The studio: Petrey Studios in downtown Chattanooga opened in 2007 in a former commercial building in the city’s Southside District. The space serves as the artist’s home and studio.
The goods. Mostly figurative sculptures ($2,300 to $50,000) made with repurposed materials. Sizes range from 19 inches tall to life-size. He is usually working on three to six pieces at a time.
What’s popular: 27-inch toddler pieces ($5,500) and the “Dress Series” in various colors and materials. The one-of-a-kind dress sculptures have names like Ethel, Olivia and Owen.
Inspiration: Initially the 1950’s and 1960’s TV moms, who often wore pearls to breakfast.
The materials: Copper, steel, aluminum, plus vintage and repurposed industrial materials. Also old yardsticks, poker chips, playing cards, asphalt shingles, rivets, tin ceiling tiles and old letters from gas station signs.
Also: Lots of steel bottle caps, which create repeating pattern textures and shapes on his pieces. And brightly colorful plastic utensils, like on the skirt of “Carmen.”
Outdoors: Dresses for outdoor spaces are made with durable materials, such industrial rubber, aluminum flashing and roofing tiles.

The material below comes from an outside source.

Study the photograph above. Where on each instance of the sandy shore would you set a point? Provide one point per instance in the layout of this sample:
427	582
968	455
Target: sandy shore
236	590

His blue rhino standing on a wagon, known as Blue Boy Pull Toy #1, is made of textured and aged copper with a blue patina, railroad ties and vintage farm implement wheels. The oversized outdoor sculpture is in Coolidge Park near the Chattanooga Theater Center.
Fun requests: Clients who want to capture memories of their children at a special age. For example, one client wanted sculptures, for her new California home, of her daughter and son when they were around three to six years old.
The son was dressed in green overalls with typical of-the-day striped kids’ T-shirt. The daughter was in her favorite red with black trim winter coat.
Big break(s): A custom piece for Disney-Pixar for the premier of the 2012 animated film “Brave. The 65-inch-tall sculpture, made from patina copper and steel, resembles the movie heroine’s dress. The piece is in his studio and is shown at museum and special events. Also having his work in private and corporate collections worldwide.
Recently: Delivered a dress sculpture (77 inches tall by 32 inches wide) to an historic 38,000-square-foot home on 1,500 acres in Virginia.
What’s new: Sculptures of animal/human hybrids who potentially take over for humans who have harmed the planet and hunted many species to extinction. The upright figures have an aggressive stance and are futuristic in concept in this series called “The Hunted Becoming the Hunter.” See the images below.
What’s next: Designing two sculptures for a music-themed restaurant on a new cruise ship now under construction.
Spare time & sanity saver: Restores vintage and racing motorcycles. Also rides and races motorcycles.